CalculusSandwich said:
So it states: The Equation Ax=b has a solution if and only if b is a linear combination of the columns of A.
That means the columns of A are linearly dependent.
No it doesn't. If the columns of A were linearly independent, they would span all of the underlying vector space and so Ax= b would have a solution for
all b. If the columns of A are
not linearly independent they they span a subspace, Ax is in that subspace for all x, and so Ax= b only if b is in that subspace: if b is a linear combination of A.
So then if I have a matrix A and a vector B, and after row reduction on Ax=B i get, the identity matrix.
Only if the columns of A are linearly independent!
So does that imply that Ax=B has no solutions
Or that Ax=B has the trivial solution.
Neither.
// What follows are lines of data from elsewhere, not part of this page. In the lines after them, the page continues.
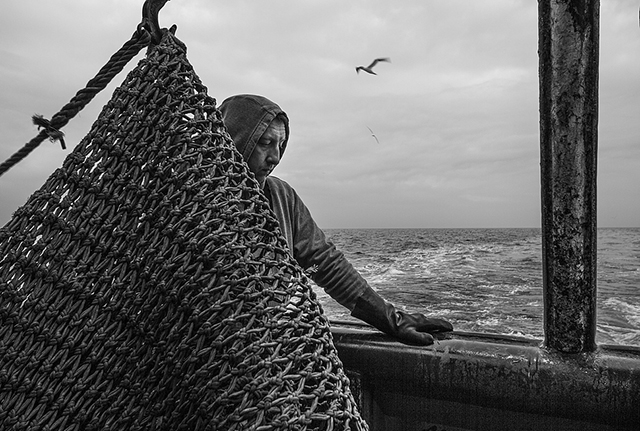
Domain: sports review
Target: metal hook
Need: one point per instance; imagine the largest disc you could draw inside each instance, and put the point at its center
(150, 10)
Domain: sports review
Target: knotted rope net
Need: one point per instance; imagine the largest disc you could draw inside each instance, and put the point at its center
(147, 286)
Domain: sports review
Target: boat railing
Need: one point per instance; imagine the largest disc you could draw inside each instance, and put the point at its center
(565, 381)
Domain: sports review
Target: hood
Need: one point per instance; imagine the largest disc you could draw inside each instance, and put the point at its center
(247, 116)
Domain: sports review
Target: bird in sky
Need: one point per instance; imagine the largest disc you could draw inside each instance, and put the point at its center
(373, 134)
(369, 68)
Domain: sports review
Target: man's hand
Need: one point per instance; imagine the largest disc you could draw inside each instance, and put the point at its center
(414, 328)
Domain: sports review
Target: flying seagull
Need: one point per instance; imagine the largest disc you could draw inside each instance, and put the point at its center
(369, 68)
(373, 134)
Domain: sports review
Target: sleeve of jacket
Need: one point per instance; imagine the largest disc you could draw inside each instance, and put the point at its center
(312, 250)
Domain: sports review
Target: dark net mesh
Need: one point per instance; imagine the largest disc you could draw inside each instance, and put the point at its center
(146, 284)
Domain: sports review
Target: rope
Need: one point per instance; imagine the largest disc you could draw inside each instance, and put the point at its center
(51, 128)
(147, 286)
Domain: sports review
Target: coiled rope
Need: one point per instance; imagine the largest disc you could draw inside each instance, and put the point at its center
(147, 286)
(50, 129)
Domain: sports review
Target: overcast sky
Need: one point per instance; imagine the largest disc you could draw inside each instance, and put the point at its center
(455, 112)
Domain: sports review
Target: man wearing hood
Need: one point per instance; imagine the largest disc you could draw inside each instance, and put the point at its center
(260, 132)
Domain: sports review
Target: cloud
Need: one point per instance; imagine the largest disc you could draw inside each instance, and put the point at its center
(456, 110)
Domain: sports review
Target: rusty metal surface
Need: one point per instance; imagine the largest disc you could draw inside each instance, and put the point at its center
(507, 373)
(568, 68)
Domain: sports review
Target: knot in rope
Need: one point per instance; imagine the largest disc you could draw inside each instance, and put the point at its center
(52, 133)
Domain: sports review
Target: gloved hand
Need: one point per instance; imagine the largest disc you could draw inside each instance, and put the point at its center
(412, 328)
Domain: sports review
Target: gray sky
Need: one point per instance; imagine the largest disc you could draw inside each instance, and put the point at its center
(456, 110)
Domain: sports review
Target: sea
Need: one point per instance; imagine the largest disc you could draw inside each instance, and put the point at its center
(487, 280)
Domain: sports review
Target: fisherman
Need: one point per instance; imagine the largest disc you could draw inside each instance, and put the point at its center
(260, 132)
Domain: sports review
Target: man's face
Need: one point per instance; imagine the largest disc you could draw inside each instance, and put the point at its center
(266, 154)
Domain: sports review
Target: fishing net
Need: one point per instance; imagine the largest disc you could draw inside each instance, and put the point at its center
(146, 285)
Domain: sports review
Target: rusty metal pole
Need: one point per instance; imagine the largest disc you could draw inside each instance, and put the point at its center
(568, 54)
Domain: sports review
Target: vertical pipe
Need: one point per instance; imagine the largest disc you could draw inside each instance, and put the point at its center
(568, 70)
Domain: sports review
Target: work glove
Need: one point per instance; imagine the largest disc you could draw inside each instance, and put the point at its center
(414, 328)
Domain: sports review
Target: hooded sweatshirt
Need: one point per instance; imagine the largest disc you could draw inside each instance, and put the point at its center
(246, 118)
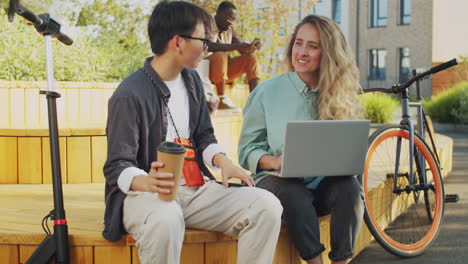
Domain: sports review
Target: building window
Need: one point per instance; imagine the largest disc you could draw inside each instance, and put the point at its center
(403, 64)
(336, 7)
(377, 64)
(378, 13)
(318, 8)
(405, 12)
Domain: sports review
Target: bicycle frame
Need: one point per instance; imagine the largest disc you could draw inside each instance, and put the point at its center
(420, 122)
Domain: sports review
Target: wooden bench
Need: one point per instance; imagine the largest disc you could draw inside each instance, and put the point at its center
(23, 207)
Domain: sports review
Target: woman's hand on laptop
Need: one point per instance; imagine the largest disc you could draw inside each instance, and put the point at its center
(268, 162)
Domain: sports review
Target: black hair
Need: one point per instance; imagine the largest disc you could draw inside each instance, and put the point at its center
(174, 18)
(225, 5)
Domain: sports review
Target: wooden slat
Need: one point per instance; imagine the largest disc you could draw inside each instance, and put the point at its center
(81, 255)
(46, 163)
(84, 114)
(135, 258)
(8, 160)
(193, 253)
(17, 108)
(4, 108)
(29, 160)
(99, 155)
(97, 111)
(221, 252)
(72, 105)
(9, 254)
(112, 255)
(79, 159)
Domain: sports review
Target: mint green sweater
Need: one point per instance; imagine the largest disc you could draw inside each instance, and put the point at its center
(270, 106)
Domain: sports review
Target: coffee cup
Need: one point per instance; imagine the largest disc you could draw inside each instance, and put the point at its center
(172, 155)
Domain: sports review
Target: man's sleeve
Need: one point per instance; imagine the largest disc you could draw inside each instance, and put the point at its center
(122, 131)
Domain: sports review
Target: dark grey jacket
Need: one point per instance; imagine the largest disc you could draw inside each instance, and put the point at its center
(137, 123)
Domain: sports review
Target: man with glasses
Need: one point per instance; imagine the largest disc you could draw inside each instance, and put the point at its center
(222, 68)
(164, 101)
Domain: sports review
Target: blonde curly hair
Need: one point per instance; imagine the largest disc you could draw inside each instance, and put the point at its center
(339, 75)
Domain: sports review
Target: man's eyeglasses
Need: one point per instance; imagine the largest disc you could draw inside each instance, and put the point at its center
(205, 41)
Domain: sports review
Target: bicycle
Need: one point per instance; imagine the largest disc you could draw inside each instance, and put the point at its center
(402, 181)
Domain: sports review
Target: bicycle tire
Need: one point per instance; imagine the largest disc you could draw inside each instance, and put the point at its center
(385, 222)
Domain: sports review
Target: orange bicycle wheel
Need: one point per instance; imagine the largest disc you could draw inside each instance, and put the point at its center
(398, 219)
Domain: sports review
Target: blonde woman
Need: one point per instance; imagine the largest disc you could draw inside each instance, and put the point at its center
(323, 83)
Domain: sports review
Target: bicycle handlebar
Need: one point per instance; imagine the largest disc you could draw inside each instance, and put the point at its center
(44, 24)
(397, 88)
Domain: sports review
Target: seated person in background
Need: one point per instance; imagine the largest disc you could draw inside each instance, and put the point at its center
(222, 68)
(163, 101)
(323, 83)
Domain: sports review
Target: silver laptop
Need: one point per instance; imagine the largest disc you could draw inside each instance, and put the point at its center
(324, 148)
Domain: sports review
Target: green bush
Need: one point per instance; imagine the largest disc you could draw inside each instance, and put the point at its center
(379, 108)
(450, 106)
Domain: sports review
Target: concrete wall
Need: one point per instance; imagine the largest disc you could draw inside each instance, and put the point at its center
(450, 31)
(417, 36)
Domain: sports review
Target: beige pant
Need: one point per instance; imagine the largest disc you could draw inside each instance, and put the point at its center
(251, 214)
(224, 69)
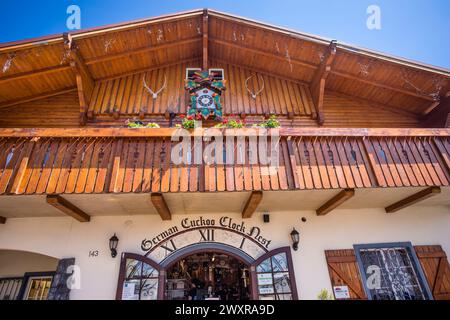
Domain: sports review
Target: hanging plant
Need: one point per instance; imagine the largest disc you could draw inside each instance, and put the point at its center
(270, 123)
(188, 122)
(232, 123)
(139, 124)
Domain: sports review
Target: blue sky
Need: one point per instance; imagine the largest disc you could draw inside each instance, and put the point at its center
(413, 29)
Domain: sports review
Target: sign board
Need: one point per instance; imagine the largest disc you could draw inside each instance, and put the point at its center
(128, 292)
(341, 292)
(223, 230)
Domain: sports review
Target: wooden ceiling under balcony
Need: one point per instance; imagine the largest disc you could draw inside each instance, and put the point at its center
(49, 66)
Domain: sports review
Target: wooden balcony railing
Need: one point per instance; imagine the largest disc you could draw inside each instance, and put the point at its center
(65, 161)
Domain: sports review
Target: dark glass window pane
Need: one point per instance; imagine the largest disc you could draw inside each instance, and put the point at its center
(390, 274)
(134, 269)
(264, 266)
(282, 282)
(279, 262)
(148, 271)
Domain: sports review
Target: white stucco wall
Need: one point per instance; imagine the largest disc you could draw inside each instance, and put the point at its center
(65, 237)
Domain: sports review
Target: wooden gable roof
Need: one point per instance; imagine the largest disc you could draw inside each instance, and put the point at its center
(53, 65)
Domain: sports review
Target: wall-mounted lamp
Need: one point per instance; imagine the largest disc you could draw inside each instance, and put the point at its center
(295, 236)
(113, 242)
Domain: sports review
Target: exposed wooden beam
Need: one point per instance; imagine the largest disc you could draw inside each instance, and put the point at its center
(169, 132)
(34, 73)
(437, 118)
(374, 104)
(335, 202)
(37, 97)
(85, 82)
(317, 86)
(252, 203)
(67, 208)
(263, 52)
(205, 39)
(161, 206)
(380, 85)
(313, 66)
(141, 70)
(261, 71)
(141, 50)
(415, 198)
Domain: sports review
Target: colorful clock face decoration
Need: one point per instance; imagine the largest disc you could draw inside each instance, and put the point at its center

It implies that Ax= B has a
unique solution for all vectors B. It implies that the equation Ax= 0 has the unique solution x= 0 which is the "trivial solution".
If the columns of A are not linearly independent (so A is not invertible) then Ax= B either has an infinite number of solutions (if B is in the subspace spanned by the columns of A) or there is no solution (if B is not in the subspace spanned by the columns of A).
(If the columns of A are not linearly indepenent, then the
null space or "kernel" of A is non-trivial. If x is a solution to Ax= B, then so is x+ y for any y in the null space of A. That's why Ax= B has an infinite number of solutions in this case.)